Note cleanup tool

I recently used the Note clean-up tool and achieved a lot of success, but today I visited my citation tree and saw that many citation notes (also called apparently “source text”) were untouched by the work done by the previous use of the clean-up tool.
Is this an oversight or a limitation?
The note correctly appears in the notes tab and in the citation tab and is published to Navweb report with these additional characters after the use of the clean up tool.
here is a sample of the stuff not touched by the previous pass of the tool;

Brosnahan-Con Brosnahan-Julia P. Brosnahan-Julia P. Brosnahan<br>Siblings: Jeremiah Lenihan-Edward Lenihan-Patrick John Lenihan-David Lenihan-Timothy John Lenihan-John Lenihan-Denis John Lenihan-Michael Linihan-Nellie Lenihan-William Lenihan-Daniel Lenihan-Ellen Lenihan-John Linihan-William Lenihan<br>This person appears to have duplicated relatives. View it on FamilySearch to see the full information.

and here another one;
Mariam Brosnahan (born Lenihan)<br>Birth name: Mariam Lenihan<br>Gender: Female<br>Birth: 1881 - Caherlavoy Co. Limerick Ireland<br>Marriage: Feb 4 1899 - Tournafulla Parish-County Limerick<br>Burial: Baptismal Sponsors - Catherine Lenihan<br>Parents: John M. Lenihan-Ellen Curtin<br>Husband: Patrick Brosnahan<br>Children: Cornelius

I’m not too clear; are these actually Notes? Is this what you see in the Note editor when started from the Notes view? You mention “source text”, which, depending on where you see it in Gramps might not be notes. If this is actually part of the Citation (part of the top of the box in the Citation Editor) or Source (part of the top of the box in the Source Editor) the tool would not have fixed it up.

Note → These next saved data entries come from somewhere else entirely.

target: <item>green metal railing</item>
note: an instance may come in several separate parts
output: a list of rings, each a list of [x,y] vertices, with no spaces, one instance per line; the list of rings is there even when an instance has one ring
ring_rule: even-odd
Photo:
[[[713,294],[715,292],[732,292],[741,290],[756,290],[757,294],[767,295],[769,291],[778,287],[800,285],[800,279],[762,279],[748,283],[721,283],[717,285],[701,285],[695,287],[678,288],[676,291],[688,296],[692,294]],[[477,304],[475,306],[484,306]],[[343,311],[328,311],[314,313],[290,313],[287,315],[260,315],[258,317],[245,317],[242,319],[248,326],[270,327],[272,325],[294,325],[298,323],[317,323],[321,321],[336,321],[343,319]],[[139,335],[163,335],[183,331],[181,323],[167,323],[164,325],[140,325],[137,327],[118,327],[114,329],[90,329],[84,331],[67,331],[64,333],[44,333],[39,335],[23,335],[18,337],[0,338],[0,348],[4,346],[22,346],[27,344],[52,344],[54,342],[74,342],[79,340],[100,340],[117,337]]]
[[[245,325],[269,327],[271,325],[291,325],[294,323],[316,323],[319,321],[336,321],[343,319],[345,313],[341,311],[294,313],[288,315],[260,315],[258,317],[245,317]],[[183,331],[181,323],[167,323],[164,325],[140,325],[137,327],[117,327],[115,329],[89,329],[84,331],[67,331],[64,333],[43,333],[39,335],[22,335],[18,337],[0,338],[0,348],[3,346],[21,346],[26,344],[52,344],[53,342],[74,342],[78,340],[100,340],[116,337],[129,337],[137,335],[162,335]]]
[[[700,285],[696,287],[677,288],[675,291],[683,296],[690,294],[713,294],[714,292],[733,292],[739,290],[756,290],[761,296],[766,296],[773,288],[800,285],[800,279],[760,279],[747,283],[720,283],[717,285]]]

The <br> tags in Notes should have been converted to newlines.

Let me give a use case I am seeing.
I have person in my tree. I discover a source which mentions her and there is a good amount of collateral text and information about this source, so I create/define a new ‘source’. Much of this information talks to the generalities, dates, publishers and context of this source and can be put into the ‘Source Citation’ tab of the person-detail GUI, if its not already there. This dialog is labeled "Person: xxxxxx yyyyyy -Gramps. The person field also has a ‘notes’ field for general information about the person. This notes field is part of the top-level person ‘Notes’ . It is a one to many relationship between this person and these notes.

So now our person has at least one source (maybe more!) which we can cite for specific events’ instances.

For any of these arbitrary sources Gramps gives us a ‘source text’. It is also a ‘note’ object and is bound to the specific source itself. This ‘source text’ note type is presumably intended to provide general information, context etc, about this source. There is a many-to-many relationship between a person and relevant and applicable sources. One person can have many source and one source can have many persons. A citation provides a bridge from source to person.

For a citation there is the possibility of also adding a note to it. This type of note is also listed as a ‘source text’. It might be better to call it a ‘citation text’… but there it is. There is a many to one relationship between a source and a citation (there can be many citations to a specific source), and a one to many relationship between a person and a citation (one person can have many citations to a specific source).

These ontologically nested note types seem to all be Gramps notes nonetheless. Gramps stores them as different note types, where they exist, but they are all Gramps notes, it seems to me.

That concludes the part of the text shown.